Victor pressed his knuckles over his mouth, shook his head a little. I saw pain flash in his eyes; he was still fighting demons over that one.

“And,” she went on, colour rising on her cheeks and her voice becoming higher, “that nurse outfit and the spanking and the way you gripped my nipples so tight I thought I’d pass out, and the hair pulling and the shoving my head on your cock—”

“Shit, you must hate me,” Victor said, both hands at his face. “I’m so sorry. Please, if I could make it up to you I would.”

“You can actually.”

Her voice was shaky; I was sure those words had been hard to say. Describing things that she’d never thought she’d do or have done to her must have been so far out of her comfort zone they were specks in the distance.

“What? Yes, please tell me.” Victor stepped up to her, held out his palms as if already offering what she needed.

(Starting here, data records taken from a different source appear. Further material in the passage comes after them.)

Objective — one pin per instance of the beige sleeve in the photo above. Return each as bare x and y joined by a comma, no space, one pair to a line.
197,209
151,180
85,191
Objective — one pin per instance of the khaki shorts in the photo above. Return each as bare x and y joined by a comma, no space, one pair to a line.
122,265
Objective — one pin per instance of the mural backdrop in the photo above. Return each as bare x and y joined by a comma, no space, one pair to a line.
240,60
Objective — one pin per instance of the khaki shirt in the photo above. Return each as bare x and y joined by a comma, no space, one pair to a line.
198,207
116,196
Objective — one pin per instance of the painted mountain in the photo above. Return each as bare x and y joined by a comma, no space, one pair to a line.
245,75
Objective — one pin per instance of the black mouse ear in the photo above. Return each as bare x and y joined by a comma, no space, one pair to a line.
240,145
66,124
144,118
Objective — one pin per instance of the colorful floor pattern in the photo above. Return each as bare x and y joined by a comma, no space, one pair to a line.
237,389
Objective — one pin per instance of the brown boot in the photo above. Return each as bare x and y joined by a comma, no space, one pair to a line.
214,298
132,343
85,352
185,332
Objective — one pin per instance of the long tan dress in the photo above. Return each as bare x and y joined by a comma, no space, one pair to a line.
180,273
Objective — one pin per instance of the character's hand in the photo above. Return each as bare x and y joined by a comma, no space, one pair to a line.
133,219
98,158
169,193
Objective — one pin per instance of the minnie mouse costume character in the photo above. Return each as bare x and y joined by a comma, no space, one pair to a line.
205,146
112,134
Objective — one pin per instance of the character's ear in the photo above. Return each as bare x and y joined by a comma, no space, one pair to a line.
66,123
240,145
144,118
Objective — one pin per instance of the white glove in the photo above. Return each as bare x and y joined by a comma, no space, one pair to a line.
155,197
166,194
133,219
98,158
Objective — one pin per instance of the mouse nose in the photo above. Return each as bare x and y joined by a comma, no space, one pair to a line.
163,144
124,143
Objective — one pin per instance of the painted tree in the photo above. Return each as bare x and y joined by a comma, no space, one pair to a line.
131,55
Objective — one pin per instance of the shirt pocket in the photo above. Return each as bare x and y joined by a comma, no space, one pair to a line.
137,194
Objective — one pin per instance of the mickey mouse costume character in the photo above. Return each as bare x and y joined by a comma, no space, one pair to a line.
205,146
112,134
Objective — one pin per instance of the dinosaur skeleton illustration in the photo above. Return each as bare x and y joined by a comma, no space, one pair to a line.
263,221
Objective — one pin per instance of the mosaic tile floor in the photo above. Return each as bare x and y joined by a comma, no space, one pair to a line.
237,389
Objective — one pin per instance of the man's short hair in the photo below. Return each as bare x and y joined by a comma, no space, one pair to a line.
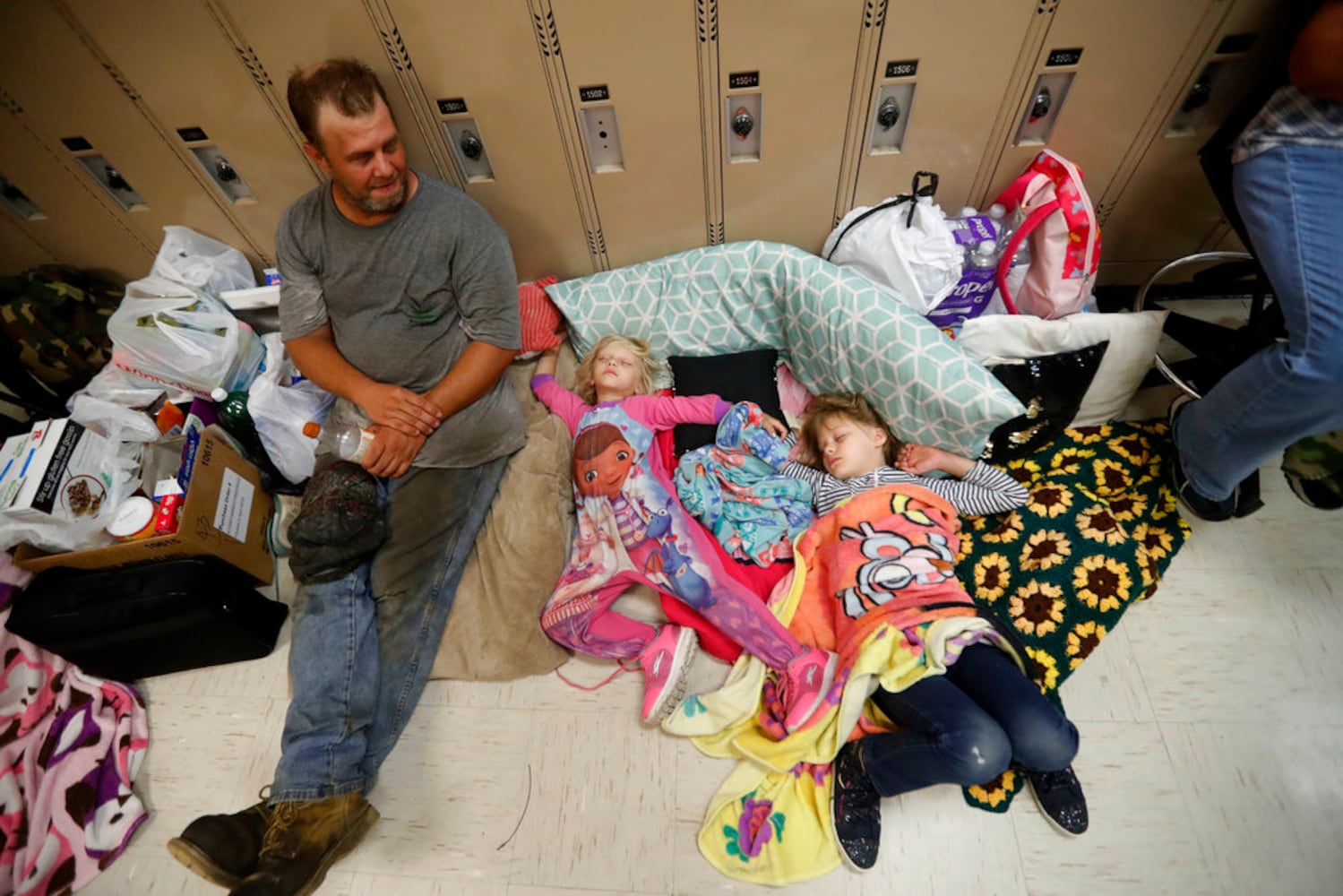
345,83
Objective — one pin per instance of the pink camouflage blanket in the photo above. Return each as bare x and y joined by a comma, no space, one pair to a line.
70,747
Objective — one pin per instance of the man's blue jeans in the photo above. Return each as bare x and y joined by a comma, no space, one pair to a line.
966,727
1291,199
364,643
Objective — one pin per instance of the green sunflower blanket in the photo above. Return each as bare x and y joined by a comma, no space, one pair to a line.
1098,533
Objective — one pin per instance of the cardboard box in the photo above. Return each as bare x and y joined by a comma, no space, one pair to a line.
61,476
226,514
11,468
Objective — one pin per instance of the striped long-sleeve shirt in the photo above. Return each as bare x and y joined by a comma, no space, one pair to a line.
984,489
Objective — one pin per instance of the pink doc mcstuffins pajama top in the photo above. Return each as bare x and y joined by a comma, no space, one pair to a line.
632,528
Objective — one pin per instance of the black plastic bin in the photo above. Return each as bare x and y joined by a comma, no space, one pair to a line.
132,622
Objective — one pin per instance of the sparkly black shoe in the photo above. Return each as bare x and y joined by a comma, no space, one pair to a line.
1061,799
856,809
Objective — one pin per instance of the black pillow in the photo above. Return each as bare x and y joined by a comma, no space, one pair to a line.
745,376
1052,389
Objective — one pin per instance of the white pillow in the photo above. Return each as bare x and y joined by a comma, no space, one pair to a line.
1132,346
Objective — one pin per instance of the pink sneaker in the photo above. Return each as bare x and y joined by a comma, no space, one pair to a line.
665,662
806,681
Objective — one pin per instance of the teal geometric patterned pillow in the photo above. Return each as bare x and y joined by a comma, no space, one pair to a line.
837,331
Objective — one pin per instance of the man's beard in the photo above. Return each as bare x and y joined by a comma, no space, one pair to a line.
371,204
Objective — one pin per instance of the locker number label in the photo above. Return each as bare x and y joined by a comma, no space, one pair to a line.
903,69
1063,56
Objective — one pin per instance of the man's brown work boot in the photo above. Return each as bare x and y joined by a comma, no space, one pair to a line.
304,841
223,849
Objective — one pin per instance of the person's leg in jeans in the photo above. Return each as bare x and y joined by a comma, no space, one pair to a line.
943,737
1289,198
1042,737
966,727
433,519
333,686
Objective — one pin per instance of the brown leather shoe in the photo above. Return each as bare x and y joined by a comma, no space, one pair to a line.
304,840
223,849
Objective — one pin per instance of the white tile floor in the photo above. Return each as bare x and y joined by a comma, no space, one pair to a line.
1210,719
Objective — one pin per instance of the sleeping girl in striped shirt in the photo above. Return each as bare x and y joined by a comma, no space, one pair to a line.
984,713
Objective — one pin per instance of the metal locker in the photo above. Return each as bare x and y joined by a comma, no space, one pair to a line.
273,38
943,83
796,61
1093,83
80,109
210,110
75,225
504,116
1166,209
633,81
18,250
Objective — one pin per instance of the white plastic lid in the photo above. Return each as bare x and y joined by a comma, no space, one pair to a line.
132,514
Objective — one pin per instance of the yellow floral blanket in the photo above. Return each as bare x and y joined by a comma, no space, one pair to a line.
1096,535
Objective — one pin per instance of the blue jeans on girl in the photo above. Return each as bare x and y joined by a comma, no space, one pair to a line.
966,727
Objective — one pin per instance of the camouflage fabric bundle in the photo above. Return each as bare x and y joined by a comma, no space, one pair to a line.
1313,468
54,320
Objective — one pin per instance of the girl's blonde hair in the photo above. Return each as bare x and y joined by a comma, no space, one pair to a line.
847,405
651,367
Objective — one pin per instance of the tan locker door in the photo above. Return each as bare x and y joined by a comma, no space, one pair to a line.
805,53
1167,209
645,54
530,195
18,252
65,91
1130,48
958,91
78,228
284,35
195,80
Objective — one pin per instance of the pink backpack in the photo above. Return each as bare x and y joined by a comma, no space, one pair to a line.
1063,239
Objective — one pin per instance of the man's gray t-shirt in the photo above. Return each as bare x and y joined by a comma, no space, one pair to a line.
403,298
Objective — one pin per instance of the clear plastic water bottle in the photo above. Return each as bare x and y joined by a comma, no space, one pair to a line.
998,214
352,443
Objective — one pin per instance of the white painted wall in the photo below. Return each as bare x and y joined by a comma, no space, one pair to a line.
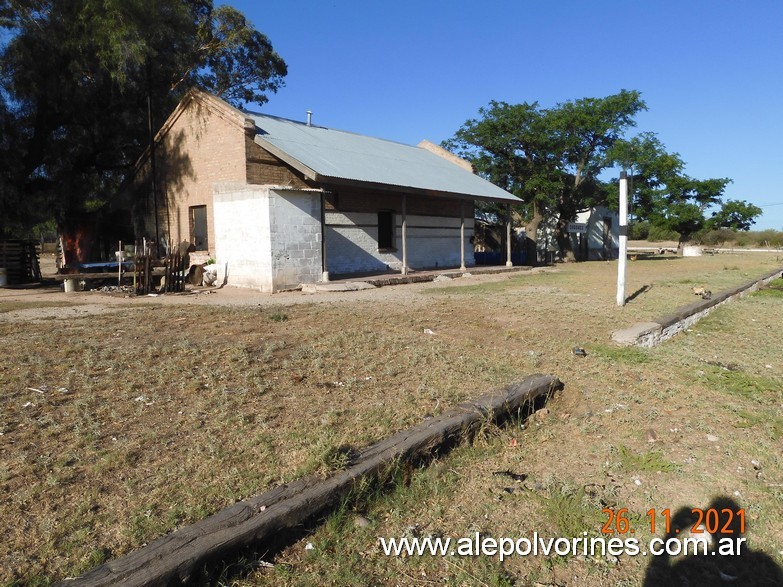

He was just too damn nice. Catherine was a big girl. She might be a bit naive and really fucking annoying, but she’d known what she was doing with Victor. She’d consented, and not only that, she’d planned on doing all of that stuff with him. Hell, we’d had a conversation about it right before she went and seduced him, and then they’d stayed locked in the bedroom for days. Oh, she was a manipulative one all right, using guilt to try to hang on to her man.

“You won’t do it, Victor,” she said, shaking her head. “Even though it’s the right thing to do.”

“I will,” Victor said earnestly. “I promise, I will. Just tell me. I feel wretched, for everything. I should never have let it go so far. You’re too good for me, Catherine, I should have known that. I’m just a brute, a greedy brute who takes more than he’s offered every time.”

Catherine stepped up to him—close, really close—chest to chest, her arms hanging at her sides.

I didn’t like the look on her face. It showed determination, sure, but was also calculating. She reminded me of a shrew with her little upturned nose and her slightly weak chin, and the strawberry blonde of her hair didn’t detract from the image either.

“You really want to make it up to me?” she asked.

“Yes.” He nodded. Three fast up and downs of his head. “Anything.”

She smiled. It grew, that smile, until her cheeks balled. “So marry me, Victor. Make me your wife.”